# Supercharger ICE'ing



## GDN (Oct 30, 2017)

So this one happened in PA it looks like, but it happens everywhere. The company has had several people post the pic and negative replies/reviews on their Yelp page - https://www.yelp.com/biz/b-and-w-smith-excavating-strattanville


----------



## garsh (Apr 4, 2016)

There's no background given in that yelp post.

Where was this? A Sheetz? They don't tend to have great parking options for trucks with trailers.

Was the truck & trailer parked there long? Most of those Sheetz supercharger locations have a "10 minute general parking" allowance.

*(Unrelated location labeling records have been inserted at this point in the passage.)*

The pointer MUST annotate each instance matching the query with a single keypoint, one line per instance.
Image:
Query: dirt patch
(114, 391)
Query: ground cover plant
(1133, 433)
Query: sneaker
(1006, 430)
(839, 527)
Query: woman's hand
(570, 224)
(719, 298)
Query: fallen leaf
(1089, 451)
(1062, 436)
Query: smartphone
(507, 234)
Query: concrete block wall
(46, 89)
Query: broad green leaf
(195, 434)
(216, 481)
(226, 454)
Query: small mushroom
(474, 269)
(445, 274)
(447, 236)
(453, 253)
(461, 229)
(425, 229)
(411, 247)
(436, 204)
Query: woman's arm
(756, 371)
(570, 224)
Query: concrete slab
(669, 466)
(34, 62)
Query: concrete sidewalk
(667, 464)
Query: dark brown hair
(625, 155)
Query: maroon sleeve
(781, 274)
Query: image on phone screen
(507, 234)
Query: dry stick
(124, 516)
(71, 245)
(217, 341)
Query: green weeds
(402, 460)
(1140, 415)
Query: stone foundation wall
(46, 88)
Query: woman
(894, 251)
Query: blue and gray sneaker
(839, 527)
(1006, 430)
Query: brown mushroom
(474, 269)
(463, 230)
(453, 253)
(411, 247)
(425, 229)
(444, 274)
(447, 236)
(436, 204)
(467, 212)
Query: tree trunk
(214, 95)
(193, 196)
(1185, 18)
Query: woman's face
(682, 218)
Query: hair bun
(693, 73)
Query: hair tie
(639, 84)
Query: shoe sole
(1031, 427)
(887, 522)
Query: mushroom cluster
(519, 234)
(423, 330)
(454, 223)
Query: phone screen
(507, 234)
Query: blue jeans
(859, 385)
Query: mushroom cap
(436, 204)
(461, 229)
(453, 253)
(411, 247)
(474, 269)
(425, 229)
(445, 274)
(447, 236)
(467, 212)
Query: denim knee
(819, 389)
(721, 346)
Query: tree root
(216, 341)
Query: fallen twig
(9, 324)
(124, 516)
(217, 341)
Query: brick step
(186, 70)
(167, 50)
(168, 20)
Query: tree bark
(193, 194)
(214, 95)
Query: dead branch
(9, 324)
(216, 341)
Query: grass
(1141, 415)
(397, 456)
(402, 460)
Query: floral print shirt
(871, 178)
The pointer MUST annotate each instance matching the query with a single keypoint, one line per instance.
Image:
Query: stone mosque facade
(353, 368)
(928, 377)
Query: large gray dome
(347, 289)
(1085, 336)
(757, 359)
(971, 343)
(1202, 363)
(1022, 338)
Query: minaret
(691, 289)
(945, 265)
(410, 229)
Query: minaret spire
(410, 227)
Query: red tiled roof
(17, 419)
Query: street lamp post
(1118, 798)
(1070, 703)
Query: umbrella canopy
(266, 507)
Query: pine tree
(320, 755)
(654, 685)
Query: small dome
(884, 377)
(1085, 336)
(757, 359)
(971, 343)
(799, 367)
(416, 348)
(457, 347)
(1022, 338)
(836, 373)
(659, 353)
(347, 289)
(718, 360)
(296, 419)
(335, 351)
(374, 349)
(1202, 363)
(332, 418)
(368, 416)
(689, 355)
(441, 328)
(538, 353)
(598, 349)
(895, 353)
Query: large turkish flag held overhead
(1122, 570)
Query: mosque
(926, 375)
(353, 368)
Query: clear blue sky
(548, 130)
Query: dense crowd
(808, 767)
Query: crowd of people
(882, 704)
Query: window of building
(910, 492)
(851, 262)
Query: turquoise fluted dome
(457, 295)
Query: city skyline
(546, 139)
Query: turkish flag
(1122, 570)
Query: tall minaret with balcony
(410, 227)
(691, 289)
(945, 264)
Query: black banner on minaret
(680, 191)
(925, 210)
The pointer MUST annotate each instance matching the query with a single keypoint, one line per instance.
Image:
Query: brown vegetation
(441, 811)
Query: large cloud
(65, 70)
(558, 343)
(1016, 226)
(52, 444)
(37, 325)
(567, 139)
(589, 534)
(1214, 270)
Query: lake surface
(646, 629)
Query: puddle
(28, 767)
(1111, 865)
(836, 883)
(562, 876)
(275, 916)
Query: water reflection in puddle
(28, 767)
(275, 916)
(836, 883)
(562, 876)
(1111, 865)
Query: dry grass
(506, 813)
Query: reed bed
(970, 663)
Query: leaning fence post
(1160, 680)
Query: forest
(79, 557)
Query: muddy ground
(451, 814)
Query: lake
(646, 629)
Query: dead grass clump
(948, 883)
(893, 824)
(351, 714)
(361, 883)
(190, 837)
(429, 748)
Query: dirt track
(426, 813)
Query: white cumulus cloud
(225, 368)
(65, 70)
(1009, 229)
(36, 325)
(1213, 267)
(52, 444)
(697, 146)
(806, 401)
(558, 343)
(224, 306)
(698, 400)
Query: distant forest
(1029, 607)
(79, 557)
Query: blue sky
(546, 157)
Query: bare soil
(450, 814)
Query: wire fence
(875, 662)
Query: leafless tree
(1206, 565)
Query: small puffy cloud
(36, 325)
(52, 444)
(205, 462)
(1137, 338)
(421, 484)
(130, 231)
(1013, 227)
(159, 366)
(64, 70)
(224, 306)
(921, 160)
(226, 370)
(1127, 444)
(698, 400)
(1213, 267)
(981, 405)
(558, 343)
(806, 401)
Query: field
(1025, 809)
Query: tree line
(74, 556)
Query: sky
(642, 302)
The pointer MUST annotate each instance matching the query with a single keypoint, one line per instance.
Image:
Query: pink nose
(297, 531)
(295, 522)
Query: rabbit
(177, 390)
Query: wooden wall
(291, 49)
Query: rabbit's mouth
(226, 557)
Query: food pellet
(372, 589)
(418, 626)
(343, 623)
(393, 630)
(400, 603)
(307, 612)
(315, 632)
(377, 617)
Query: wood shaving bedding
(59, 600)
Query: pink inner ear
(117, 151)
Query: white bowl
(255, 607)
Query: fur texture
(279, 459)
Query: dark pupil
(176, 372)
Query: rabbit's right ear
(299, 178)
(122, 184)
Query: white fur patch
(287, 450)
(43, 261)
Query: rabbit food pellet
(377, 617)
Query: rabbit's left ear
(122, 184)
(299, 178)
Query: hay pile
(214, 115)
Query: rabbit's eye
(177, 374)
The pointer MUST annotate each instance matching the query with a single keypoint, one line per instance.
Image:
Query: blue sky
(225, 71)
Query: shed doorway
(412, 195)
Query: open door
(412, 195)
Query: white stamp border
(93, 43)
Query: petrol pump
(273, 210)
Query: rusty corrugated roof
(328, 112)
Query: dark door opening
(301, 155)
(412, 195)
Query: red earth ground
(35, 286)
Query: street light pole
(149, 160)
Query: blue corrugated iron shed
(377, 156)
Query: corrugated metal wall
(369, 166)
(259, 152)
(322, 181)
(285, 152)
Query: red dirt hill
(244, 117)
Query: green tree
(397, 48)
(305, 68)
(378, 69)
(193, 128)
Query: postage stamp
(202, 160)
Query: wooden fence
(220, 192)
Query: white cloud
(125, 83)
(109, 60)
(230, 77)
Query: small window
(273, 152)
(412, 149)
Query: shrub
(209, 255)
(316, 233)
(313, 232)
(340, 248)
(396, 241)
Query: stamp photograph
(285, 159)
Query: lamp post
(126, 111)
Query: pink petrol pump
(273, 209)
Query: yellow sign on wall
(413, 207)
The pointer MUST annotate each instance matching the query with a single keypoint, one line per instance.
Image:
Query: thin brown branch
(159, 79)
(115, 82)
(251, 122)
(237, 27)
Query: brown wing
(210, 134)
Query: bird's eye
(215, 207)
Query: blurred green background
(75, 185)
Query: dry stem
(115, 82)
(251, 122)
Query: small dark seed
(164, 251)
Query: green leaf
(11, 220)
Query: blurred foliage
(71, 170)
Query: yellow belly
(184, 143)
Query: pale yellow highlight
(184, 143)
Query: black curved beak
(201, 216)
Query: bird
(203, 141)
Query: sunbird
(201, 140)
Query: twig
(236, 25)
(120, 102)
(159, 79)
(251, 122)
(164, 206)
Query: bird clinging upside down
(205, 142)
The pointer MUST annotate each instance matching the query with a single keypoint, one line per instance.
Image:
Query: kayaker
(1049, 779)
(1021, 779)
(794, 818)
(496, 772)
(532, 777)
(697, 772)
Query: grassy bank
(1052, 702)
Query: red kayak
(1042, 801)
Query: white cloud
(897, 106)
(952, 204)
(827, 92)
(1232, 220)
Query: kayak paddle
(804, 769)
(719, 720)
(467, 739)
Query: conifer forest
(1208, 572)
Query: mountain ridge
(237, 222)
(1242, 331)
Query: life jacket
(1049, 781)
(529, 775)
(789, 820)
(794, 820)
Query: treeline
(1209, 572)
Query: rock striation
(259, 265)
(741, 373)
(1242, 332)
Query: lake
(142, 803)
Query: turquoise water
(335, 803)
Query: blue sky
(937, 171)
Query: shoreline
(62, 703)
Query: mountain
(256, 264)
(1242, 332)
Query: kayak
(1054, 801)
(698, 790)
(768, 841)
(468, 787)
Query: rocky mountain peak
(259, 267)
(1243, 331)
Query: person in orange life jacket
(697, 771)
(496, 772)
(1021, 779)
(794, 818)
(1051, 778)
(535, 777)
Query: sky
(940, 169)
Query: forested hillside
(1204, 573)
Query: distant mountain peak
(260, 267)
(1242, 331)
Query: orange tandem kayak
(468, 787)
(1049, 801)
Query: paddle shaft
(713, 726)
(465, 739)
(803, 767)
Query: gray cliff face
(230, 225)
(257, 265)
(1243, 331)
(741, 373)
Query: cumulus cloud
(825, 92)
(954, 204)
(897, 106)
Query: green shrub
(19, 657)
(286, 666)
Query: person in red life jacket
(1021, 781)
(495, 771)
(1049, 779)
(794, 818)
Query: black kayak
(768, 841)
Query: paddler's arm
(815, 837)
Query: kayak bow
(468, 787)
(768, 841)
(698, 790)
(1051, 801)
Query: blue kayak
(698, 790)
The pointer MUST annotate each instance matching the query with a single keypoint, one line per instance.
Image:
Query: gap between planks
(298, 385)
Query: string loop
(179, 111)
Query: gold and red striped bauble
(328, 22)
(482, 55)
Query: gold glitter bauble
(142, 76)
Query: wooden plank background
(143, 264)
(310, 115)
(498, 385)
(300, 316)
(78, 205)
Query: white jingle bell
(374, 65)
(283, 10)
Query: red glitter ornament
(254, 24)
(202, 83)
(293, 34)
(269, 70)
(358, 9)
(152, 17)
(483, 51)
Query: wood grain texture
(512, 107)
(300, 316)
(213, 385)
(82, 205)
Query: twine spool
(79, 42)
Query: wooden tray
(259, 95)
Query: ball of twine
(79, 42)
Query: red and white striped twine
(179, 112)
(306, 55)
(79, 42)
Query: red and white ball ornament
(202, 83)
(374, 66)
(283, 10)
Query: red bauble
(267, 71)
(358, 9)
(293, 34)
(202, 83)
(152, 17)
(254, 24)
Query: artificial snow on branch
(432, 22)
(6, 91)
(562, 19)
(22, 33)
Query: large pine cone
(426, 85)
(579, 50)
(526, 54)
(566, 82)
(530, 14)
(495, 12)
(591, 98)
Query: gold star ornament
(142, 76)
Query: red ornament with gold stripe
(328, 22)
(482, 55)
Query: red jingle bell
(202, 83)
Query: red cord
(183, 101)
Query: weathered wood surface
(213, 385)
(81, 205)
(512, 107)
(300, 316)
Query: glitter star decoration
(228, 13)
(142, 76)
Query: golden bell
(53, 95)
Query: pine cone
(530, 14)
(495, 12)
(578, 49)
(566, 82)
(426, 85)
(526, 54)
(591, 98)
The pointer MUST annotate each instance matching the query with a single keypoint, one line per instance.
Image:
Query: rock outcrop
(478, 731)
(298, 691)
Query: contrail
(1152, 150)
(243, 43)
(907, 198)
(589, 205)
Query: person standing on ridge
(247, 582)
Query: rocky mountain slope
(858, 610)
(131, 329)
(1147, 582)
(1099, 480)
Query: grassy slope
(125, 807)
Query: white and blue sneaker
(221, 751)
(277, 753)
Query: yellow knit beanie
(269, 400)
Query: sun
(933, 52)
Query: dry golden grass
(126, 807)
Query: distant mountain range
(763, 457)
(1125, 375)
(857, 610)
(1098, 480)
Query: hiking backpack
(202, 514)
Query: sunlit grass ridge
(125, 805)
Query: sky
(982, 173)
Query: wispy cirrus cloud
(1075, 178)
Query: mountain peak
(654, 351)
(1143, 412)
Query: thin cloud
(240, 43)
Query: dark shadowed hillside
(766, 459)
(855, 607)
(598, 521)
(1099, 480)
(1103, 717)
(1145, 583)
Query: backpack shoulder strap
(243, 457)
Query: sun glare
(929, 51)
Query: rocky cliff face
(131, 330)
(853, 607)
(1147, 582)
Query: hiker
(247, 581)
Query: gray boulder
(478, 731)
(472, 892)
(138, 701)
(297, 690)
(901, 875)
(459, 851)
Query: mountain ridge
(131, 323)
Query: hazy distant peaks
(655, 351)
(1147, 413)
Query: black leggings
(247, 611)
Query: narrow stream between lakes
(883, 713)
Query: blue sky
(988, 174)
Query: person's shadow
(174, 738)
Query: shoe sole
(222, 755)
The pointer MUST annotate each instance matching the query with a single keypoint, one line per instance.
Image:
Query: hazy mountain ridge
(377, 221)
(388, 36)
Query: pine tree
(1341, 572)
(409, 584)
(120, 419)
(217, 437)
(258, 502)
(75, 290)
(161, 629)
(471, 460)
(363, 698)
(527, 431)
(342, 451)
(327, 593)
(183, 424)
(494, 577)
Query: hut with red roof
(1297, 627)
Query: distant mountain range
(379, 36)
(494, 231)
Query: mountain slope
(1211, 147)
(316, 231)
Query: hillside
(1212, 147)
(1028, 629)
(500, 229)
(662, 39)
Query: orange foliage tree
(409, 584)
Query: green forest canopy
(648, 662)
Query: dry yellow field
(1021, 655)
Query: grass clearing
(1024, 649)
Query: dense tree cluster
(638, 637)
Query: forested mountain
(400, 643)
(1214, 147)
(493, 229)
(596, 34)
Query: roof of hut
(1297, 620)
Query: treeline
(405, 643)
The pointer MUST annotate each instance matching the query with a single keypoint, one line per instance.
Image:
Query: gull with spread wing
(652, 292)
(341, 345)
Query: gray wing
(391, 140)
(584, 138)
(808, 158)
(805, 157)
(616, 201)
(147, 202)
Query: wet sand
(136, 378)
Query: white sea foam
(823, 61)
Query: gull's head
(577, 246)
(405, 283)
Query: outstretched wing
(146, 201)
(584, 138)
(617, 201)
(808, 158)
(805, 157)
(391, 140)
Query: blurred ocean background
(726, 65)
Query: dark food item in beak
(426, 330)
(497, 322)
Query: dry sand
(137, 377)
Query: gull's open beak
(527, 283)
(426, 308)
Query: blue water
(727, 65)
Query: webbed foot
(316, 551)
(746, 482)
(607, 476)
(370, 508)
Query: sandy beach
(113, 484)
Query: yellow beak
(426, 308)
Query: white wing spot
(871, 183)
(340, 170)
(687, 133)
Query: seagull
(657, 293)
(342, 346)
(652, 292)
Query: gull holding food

He could have run inside for something and this was the only place to park without blocking somebody else in.

Did anybody ask them politely to move?

I think having people pile onto the company's yelp page with negative reviews isn't helpful.


----------



## JasonF (Oct 26, 2018)

EV’s vs ICE cars isn’t a war, it’s a question that needs to be answered with education.


----------



## Jim H (Feb 11, 2017)

JasonF said:


> EV's vs ICE cars isn't a war, it's a question that needs to be answered with education.


Unfortunately the US has too many uneducated people, and is why this continues to be issue we have to deal with. 
I still do not really understand what the problem is with Tesla's, and why these uneducated people like to stick it to us.


----------



## JasonF (Oct 26, 2018)

Jim H said:


> Unfortunately the US has too many uneducated people, and is why this continues to be issue we have to deal with.
> I still do not really understand what the problem is with Tesla's, and why these uneducated people like to stick it to us.


As far as I can tell, it's just the belief that they're doing what they're supposed to do (buy gasoline) and EV owners think they're above the rules and don't have to.

I used to think it was a class war kind of thing, sticking it to people rich enough to afford what they think Teslas cost. But they're doing it in the UK now too, where they sell cheap EV's like the Renault Zoe, so that doesn't really apply anymore.


----------